Hinzu kommt der spezielle Kontext, in dem das Vorhaben offentlich wurde. Der Bericht der Times reiht sich in eine Folge vergleichbarer Meldungen ein, mit denen die britische Regierung ihren Willen zur Umetzung des Ruanda-Deals dokumentieren will. Die Ankündigung eines möglichen Ruanda-Verfahrens auf freiwilliger Basis dürfte vor allem innenpolitisch motiviert sein, denn er erhöht die Chance, während des bevorstehenden Wahlkampfs doch noch jene Bilder von Ausfliegungen nach Ruanda zu produzieren, die den Tories bislang fehlen.

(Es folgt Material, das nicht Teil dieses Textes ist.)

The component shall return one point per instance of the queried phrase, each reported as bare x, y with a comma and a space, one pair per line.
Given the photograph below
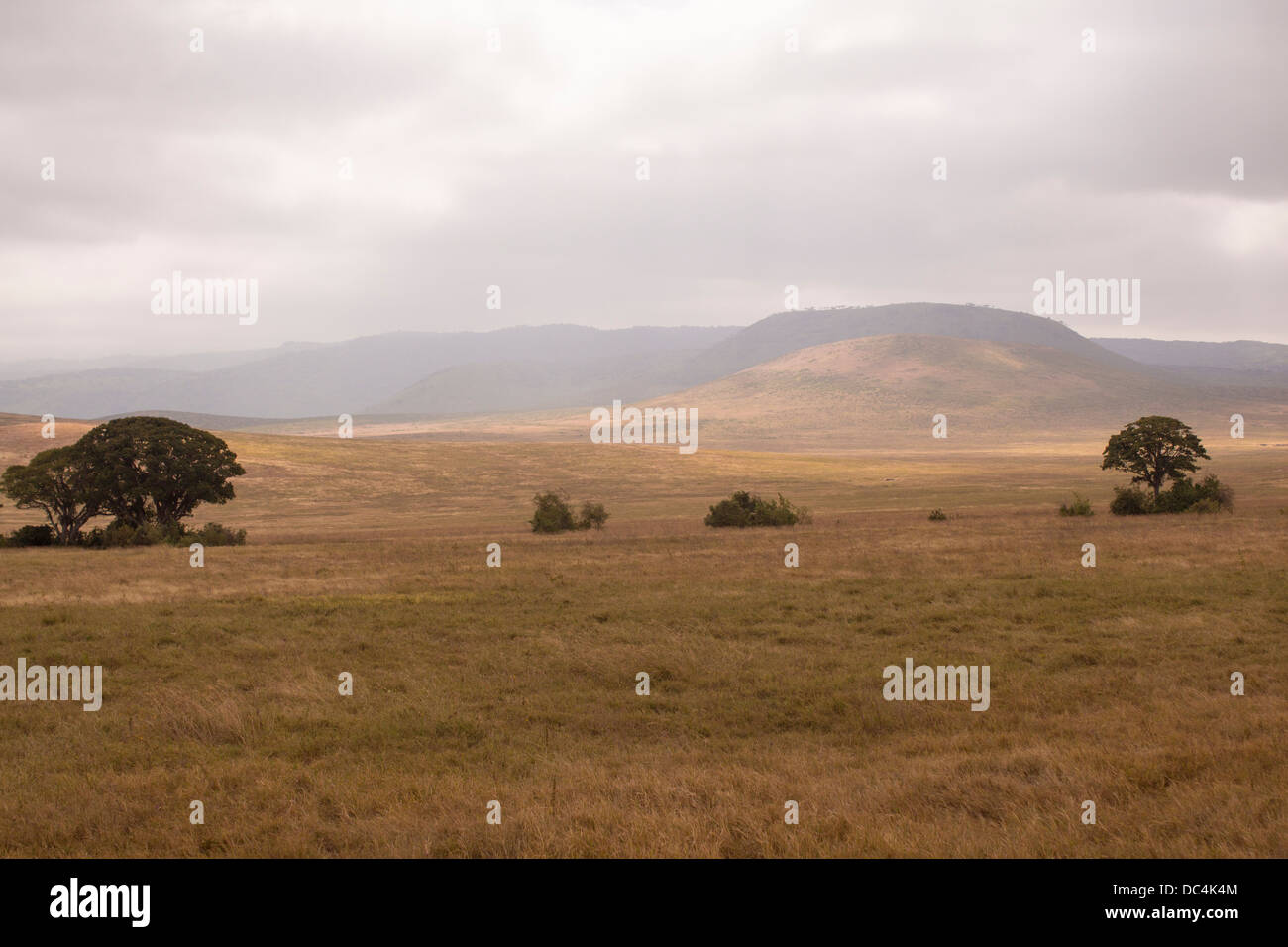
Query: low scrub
29, 536
1184, 496
746, 509
554, 514
119, 535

Dies könnte bei mangelnder Differenzierung zu einem doppelten Missverständnis führen: Einerseits dem, dass die britische Regierung ihren Ruanda-Deal nach all den Rückschlägen nun doch noch umsetze. Und andererseits, der Ruanda-Deal sei für die Betroffenen freiwillig und mithin nicht so schlimm. Beide Fehleinschätzungen könnte die Bereitschaft auf dem europäischen Festland weiter erhöhen, die britische „Drittstaaten-Modell“ in die eigene migrationspolitische Agenda zu übernehmen.